This is the fifth blog post in a series about developing correct implementations of basic data structures and algorithms using the Deduce language and proof checker.
In this blog post we study binary trees, that is, trees in which each node has at most two children. We study the in-order tree traversal, as that will become important when we study binary search trees. Furthermore, we implement tree iterators that keep track of a location within the tree and can move forward with respect to the in-order traversal. We shall prove that our implementation of tree iterators is correct in Part 2 of this blog post.
Binary Trees
We begin by defining a union
for binary trees:
union Tree<E> {
EmptyTree
TreeNode(Tree<E>, E, Tree<E>)
}
For example, we can represent the following binary tree
with a bunch of tree nodes like so:
define T0 = TreeNode(EmptyTree, 0, EmptyTree)

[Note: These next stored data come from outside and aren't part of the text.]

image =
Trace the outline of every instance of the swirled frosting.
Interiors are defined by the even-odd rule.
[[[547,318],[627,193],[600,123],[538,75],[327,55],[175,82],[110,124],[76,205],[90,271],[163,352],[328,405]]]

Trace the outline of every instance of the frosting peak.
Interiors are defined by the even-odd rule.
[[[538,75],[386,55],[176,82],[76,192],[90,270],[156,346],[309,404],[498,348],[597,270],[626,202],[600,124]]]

define T2 = TreeNode(EmptyTree, 2, EmptyTree)
define T1 = TreeNode(T0, 1, T2)
define T4 = TreeNode(EmptyTree, 4, EmptyTree)
define T5 = TreeNode(T4, 5, EmptyTree)
define T7 = TreeNode(EmptyTree, 7, EmptyTree)
define T6 = TreeNode(T5, 6, T7)
define T3 = TreeNode(T1, 3, T6)
We define the height of a tree with the following recursive function.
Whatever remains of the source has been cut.